Les excipients, ces auxiliaires trop souvent sous-estimés
Un médicament n’est jamais « pur ». Les excipients représentent généralement 70 à 90% de la masse d’un comprimé (NIH). Leur rôle ? Faciliter la fabrication, masquer l’amertume, stabiliser ou, surtout, améliorer la solubilité et la vitesse de libération du principe actif.
Les cyclodextrines, par exemple, sont des excipients capables d’encapsuler des molécules peu solubles : la biodisponibilité de l’ibuprofène a ainsi été améliorée de 20% par l’ajout de bêta-cyclodextrine à certaines formulations (NIH).
Libération immédiate ou prolongée ? Un choix stratégique
Formulations à libération modifiée : sous ce terme se cachent des concepts astucieux pour que le médicament agisse plus longtemps ou précisément là où il doit. Les comprimés à libération prolongée permettent d’espacer les prises, d’assurer des concentrations sanguines stables : un argument de poids pour l’observance thérapeutique. Mais attention, mal s’y prendre peut réduire la biodisponibilité si, par exemple, le système ne libère pas assez la substance dans l’intestin où elle est absorbée.

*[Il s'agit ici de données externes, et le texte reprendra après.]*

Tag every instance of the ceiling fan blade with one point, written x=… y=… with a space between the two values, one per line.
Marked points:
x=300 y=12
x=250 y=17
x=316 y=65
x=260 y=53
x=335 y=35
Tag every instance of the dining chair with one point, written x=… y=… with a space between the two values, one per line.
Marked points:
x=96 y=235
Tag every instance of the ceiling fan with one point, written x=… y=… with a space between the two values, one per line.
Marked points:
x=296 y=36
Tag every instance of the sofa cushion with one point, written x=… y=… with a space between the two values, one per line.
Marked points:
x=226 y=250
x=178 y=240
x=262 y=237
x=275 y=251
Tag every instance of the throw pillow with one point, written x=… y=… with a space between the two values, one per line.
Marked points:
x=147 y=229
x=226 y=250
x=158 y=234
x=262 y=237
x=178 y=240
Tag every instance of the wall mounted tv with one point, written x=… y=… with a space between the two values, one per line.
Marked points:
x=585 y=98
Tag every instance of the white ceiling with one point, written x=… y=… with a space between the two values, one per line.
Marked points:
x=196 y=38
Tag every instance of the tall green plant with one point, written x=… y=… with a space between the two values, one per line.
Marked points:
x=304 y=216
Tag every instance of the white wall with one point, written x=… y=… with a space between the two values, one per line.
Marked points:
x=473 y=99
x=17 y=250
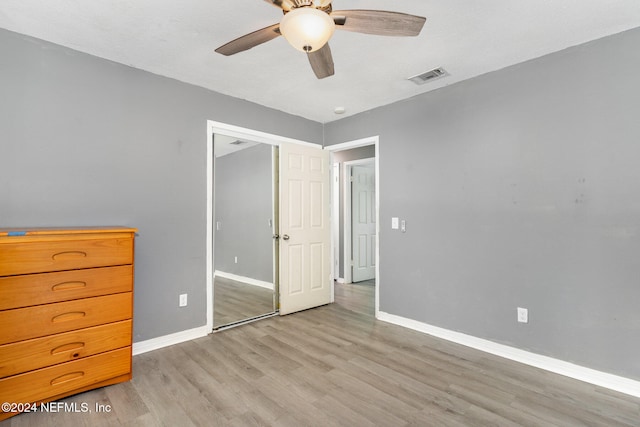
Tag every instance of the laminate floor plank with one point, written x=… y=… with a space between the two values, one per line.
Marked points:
x=337 y=366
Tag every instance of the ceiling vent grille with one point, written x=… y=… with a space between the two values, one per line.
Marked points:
x=428 y=76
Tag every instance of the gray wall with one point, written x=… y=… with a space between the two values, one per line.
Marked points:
x=85 y=141
x=520 y=188
x=359 y=153
x=243 y=207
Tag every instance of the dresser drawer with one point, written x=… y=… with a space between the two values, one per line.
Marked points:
x=44 y=288
x=21 y=256
x=56 y=380
x=38 y=353
x=32 y=322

- Le propranolol à libération classique : demi-vie de 3 à 6 heures, biodisponibilité de 25%. La version à libération prolongée permet de la doubler selon les études (NIH).

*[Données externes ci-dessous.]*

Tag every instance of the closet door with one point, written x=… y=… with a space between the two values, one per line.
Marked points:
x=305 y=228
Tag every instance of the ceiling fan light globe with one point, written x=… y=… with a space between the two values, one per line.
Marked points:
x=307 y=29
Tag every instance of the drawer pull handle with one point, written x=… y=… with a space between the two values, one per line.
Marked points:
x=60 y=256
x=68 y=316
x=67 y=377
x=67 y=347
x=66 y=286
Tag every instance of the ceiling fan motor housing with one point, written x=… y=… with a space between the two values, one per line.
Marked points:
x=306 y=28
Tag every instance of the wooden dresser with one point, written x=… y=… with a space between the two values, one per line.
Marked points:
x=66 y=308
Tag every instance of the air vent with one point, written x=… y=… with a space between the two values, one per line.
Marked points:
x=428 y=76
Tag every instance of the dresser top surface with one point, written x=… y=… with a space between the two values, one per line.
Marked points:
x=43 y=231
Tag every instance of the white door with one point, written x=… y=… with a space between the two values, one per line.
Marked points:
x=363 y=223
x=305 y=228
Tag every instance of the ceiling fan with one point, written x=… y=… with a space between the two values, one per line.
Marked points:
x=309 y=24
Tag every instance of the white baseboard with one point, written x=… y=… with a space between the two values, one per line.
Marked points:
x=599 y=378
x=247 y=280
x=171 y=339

Enrobages ciblés et nanotechnologies
L’enrobage gastrorésistant, conçu pour ne se dissoudre qu’à pH intestinal, est capital pour les principes actifs dégradables à l’acide (par exemple, certains antibiotiques, ou les inhibiteurs de la pompe à protons comme l’oméprazole). Les nanotechnologies ouvrent de nouvelles perspectives : elles améliorent, parfois spectaculairement, la pénétration des molécules dans les cellules cibles, tout en limitant leur destruction avant absorption.